Question

The function \[ f(x) = x^{3/5}(5x - 12) \] is increasing in the set:

• A. \( \left( \frac{5}{12}, \infty \right) \)
• B. \( (-\infty, 0) \cup (9, \infty) \)
• C. \( (-\infty, 0) \cup \left( \frac{5}{12}, \infty \right) \)
• D. \( \left( 0, \frac{9}{10} \right) \)
• E. \( \left( \frac{9}{10}, \infty \right) \)

Hint:

To find where a function is increasing or decreasing, compute the first derivative, find the critical points, and check the sign of the derivative on each interval.

Answer 1

Answer: (E)

We are given the function: \[ f(x) = x^{3/5}(5x - 12) \] To find where this function is increasing, we first find its first derivative \( f'(x) \).
Step 1: Differentiate the function
We will use the product rule for differentiation: \[ f'(x) = \frac{d}{dx} \left( x^{3/5} \right) (5x - 12) + x^{3/5} \frac{d}{dx} \left( 5x - 12 \right) \] The derivative of \( x^{3/5} \) is: \[ \frac{d}{dx} \left( x^{3/5} \right) = \frac{3}{5} x^{-2/5} \] The derivative of \( 5x - 12 \) is: \[ \frac{d}{dx} \left( 5x - 12 \right) = 5 \] Thus, the first derivative is: \[ f'(x) = \frac{3}{5} x^{-2/5}(5x - 12) + x^{3/5} \cdot 5 \] Step 2: Set \( f'(x) = 0 \)
To find the critical points, set \( f'(x) = 0 \): \[ \frac{3}{5} x^{-2/5}(5x - 12) + 5x^{3/5} = 0 \] Multiply through by \( 5x^{2/5} \) to eliminate the fractions: \[ 3(5x - 12) + 25x^2 = 0 \] Expanding: \[ 15x - 36 + 25x^2 = 0 \] This simplifies to: \[ 25x^2 + 15x - 36 = 0 \] Step 3: Solve the quadratic equation
We can solve this quadratic equation using the quadratic formula: \[ x = \frac{-b \pm \sqrt{b^2 - 4ac}}{2a} \] For the equation \( 25x^2 + 15x - 36 = 0 \), we have \( a = 25 \), \( b = 15 \), and \( c = -36 \).
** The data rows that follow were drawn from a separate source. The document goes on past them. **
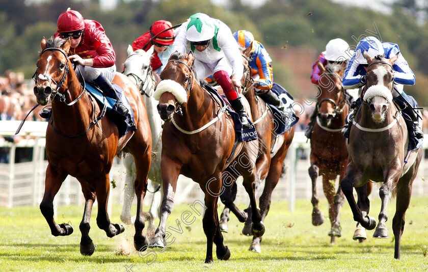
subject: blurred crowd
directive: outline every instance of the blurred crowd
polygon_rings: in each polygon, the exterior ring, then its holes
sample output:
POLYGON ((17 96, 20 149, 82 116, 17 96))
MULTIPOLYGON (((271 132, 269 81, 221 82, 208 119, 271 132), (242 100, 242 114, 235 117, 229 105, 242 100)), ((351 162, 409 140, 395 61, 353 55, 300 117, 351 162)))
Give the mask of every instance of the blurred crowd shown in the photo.
MULTIPOLYGON (((0 120, 21 121, 36 103, 36 97, 25 83, 23 73, 8 70, 3 76, 0 76, 0 120)), ((39 115, 40 110, 41 107, 38 107, 30 114, 26 120, 45 121, 39 115)), ((0 135, 0 145, 5 142, 18 143, 24 138, 0 135)), ((0 163, 9 162, 9 150, 8 147, 0 148, 0 163)), ((32 148, 17 148, 15 162, 31 160, 32 153, 32 148)))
Substituting into the quadratic formula: \[ x = \frac{-15 \pm \sqrt{15^2 - 4(25)(-36)}}{2(25)} = \frac{-15 \pm \sqrt{225 + 3600}}{50} = \frac{-15 \pm \sqrt{3825}}{50} \] \[ x = \frac{-15 \pm 61.85}{50} \] Thus, the solutions are: \[ x_1 = \frac{-15 + 61.85}{50} = \frac{46.85}{50} \approx 0.937 \quad {and} \quad x_2 = \frac{-15 - 61.85}{50} = \frac{-76.85}{50} \approx -1.537 \] Step 4: Analyze the intervals
The critical point \( x_1 \approx 0.937 \) (which is approximately \( \frac{9}{10} \)) is where the function changes its behavior. We now test the sign of \( f'(x) \) on the intervals \( \left( \frac{9}{10}, \infty \right) \) and \( (-\infty, \frac{9}{10}) \):
- For \( x>\frac{9}{10} \), \( f'(x)>0 \), so the function is increasing.
- For \( x<\frac{9}{10} \), \( f'(x)<0 \), so the function is decreasing.
Thus, the function is increasing in the interval \( \left( \frac{9}{10}, \infty \right) \).
Thus, the correct answer is option (E), \( \left( \frac{9}{10}, \infty \right) \).